Hay regiones donde el miedo ha sido tan constante, que se ha vuelto estructura. Donde la desconfianza no es paranoia, sino experiencia heredada. Donde callar se enseña como forma de sobrevivencia. En Michoacán, por ejemplo, uno puede notar cómo ese inconsciente colectivo se manifiesta en decisiones cotidianas: no denunciar, no confiar en la autoridad, no hablar de lo que se sabe.
No es simple resignación. Es memoria. Memoria que no se elabora, pero que actúa. Cuando un pueblo ha visto repetirse los ciclos de violencia, corrupción y traición institucional, no necesita recordar todos los detalles. Basta con que los ecos permanezcan. El cuerpo social también recuerda. Y actúa en consecuencia.
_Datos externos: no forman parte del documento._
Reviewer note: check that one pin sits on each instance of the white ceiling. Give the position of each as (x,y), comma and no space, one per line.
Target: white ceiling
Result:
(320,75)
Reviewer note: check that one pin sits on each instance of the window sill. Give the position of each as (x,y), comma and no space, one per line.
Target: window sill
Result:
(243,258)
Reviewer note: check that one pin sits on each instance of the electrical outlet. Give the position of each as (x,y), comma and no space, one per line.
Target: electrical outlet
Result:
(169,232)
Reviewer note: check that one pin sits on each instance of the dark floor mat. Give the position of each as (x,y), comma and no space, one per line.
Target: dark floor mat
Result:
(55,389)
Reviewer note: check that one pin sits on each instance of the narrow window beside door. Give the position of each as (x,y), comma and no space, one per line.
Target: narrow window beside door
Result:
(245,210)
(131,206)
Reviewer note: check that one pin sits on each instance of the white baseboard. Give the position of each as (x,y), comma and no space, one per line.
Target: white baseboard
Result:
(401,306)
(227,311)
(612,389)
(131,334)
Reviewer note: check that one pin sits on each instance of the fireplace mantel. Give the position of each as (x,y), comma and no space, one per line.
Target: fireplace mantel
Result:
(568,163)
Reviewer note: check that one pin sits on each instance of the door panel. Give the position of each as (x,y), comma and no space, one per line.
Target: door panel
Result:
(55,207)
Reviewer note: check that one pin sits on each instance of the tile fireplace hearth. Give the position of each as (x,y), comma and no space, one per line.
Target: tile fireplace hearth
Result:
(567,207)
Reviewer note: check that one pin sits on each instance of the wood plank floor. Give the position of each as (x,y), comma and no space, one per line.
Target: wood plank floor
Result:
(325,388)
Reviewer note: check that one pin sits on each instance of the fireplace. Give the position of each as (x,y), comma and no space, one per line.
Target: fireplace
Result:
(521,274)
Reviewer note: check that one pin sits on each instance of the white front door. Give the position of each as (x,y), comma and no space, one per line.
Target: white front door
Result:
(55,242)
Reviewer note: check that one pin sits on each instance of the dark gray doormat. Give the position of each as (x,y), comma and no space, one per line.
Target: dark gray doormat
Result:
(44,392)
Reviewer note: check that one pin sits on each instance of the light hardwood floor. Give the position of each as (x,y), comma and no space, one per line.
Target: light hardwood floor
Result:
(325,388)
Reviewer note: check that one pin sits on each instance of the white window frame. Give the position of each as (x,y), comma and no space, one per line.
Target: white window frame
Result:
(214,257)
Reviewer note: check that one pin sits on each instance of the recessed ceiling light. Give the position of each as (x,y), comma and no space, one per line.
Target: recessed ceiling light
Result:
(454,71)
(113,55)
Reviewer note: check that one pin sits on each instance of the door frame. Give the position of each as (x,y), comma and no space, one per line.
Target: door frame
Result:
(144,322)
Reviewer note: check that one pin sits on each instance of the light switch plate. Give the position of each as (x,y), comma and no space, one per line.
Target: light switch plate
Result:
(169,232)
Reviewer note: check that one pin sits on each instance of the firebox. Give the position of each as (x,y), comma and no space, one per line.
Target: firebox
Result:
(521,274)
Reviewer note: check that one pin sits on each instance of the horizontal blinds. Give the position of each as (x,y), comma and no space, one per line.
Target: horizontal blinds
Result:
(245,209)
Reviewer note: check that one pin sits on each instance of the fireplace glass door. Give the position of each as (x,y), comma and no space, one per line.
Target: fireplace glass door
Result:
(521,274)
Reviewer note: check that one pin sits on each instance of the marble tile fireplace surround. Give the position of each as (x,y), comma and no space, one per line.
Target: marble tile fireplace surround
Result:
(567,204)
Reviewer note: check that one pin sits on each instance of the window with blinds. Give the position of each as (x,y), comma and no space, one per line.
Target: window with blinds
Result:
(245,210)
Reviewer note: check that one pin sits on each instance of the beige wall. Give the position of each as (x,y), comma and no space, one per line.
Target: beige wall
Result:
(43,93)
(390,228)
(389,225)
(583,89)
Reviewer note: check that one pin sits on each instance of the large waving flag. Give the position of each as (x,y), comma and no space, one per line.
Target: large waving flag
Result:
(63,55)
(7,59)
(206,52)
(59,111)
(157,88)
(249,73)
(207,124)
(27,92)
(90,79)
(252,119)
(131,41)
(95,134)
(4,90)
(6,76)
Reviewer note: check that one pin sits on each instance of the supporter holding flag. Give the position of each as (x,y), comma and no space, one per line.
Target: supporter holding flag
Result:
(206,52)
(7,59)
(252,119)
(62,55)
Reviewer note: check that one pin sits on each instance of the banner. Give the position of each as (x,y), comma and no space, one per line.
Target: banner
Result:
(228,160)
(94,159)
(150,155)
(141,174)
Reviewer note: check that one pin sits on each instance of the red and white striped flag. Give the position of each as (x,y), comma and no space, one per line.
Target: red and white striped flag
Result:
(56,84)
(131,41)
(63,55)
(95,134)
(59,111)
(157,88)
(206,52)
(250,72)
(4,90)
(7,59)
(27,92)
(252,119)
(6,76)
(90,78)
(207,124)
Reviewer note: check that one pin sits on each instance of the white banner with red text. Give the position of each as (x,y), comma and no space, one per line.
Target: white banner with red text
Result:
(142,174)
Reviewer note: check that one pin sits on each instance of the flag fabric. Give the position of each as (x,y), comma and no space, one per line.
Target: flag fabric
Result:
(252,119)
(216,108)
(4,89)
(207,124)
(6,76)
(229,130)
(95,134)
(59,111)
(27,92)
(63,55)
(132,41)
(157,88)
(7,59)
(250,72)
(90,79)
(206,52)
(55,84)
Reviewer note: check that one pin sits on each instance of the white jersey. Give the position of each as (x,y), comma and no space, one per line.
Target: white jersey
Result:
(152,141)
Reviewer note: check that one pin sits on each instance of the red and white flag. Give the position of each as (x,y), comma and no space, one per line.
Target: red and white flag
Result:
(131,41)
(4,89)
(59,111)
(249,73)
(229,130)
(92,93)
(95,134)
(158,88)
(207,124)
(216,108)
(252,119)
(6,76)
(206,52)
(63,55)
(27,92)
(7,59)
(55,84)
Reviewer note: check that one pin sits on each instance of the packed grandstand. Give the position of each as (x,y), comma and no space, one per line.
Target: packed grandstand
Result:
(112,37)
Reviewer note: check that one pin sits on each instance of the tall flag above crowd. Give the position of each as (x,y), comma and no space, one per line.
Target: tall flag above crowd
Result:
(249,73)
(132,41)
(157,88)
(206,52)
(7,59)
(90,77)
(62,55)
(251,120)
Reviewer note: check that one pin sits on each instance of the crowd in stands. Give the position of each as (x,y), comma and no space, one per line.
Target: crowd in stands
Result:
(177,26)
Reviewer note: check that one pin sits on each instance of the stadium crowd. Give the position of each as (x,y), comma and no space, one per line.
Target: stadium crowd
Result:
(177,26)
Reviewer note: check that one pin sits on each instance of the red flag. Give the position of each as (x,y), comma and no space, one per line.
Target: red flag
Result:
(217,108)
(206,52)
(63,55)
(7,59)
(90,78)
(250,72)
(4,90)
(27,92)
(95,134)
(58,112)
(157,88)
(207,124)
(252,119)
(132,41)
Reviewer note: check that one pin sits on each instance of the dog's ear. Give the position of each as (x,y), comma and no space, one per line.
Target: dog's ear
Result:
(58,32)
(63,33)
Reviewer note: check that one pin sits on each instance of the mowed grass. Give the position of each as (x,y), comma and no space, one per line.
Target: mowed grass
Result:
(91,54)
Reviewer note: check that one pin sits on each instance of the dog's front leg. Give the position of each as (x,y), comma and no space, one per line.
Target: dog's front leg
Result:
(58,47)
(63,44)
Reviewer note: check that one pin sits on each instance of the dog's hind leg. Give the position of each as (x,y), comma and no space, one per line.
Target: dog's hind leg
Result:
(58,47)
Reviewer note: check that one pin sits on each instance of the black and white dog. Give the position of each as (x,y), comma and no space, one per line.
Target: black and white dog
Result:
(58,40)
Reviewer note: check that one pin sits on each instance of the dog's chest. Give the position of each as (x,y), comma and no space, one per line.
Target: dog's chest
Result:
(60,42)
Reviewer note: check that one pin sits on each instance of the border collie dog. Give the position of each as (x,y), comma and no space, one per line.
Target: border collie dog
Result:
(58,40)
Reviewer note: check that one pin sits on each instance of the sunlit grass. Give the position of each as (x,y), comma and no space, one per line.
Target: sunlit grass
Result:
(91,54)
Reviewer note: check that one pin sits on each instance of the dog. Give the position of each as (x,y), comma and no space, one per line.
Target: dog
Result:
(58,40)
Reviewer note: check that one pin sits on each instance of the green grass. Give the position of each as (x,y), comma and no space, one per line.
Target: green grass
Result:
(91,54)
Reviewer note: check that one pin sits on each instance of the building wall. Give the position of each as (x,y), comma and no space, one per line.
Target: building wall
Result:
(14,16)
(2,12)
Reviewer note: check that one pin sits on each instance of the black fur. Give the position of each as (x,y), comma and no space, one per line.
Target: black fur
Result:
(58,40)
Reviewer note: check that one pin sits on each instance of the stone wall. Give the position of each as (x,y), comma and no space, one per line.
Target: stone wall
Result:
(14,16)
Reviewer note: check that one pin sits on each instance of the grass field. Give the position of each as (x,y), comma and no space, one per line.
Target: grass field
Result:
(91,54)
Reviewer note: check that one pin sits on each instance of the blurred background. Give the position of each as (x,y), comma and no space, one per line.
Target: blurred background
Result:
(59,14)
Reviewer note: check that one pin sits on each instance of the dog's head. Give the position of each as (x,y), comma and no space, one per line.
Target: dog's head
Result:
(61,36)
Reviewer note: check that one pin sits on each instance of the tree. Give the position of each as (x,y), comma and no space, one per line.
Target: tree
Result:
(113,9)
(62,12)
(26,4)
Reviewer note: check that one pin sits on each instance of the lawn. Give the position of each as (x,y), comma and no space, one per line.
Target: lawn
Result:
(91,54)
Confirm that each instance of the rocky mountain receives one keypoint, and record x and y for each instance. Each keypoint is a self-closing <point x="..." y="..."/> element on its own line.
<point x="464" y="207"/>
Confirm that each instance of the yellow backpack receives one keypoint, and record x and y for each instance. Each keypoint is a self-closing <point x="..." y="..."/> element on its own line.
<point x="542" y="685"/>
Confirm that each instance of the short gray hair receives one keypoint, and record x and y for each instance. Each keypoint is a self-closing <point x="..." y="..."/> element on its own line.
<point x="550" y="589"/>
La desconfianza, en ese sentido, no siempre es falta de civismo. A veces es una respuesta aprendida. Lo mismo ocurre con ciertas formas de evasión, con la repetición de liderazgos fallidos, o con el miedo paralizante frente a lo nuevo. No es que se elija mal por ignorancia. Es que se elige desde heridas que aún no se nombran.
Reconocer esto no implica rendirse al determinismo. Al contrario: abre una vía de comprensión más honda y, por tanto, más transformadora. Porque lo que no se recuerda también puede trabajarse. Lo que actúa en silencio también puede resignificarse.
Aceptar que no somos completamente libres no significa resignarse a la fatalidad. Significa tener más herramientas para entendernos. Y con suerte, para romper el ciclo.
En un estado como Michoacán, donde el presente a veces parece dictado por el pasado no dicho, esta comprensión podría ser una de las claves más urgentes. Porque si no conocemos las memorias que nos guían, seguiremos decidiendo como si no tuviéramos otra opción. Y eso también es una forma de condena.
Pero si logramos reconocer que incluso nuestras decisiones equivocadas tienen una raíz que se puede explorar, entonces también podemos imaginar un margen distinto: uno donde elegir mejor sea posible no porque seamos más racionales, sino porque aprendimos a escuchar lo que nos habita.
Porque el inconsciente no es solo un pozo oscuro. Es también una biblioteca cerrada. Y cada vez que abrimos una página, por mínima que sea, cambiamos el curso de lo que creemos inevitable.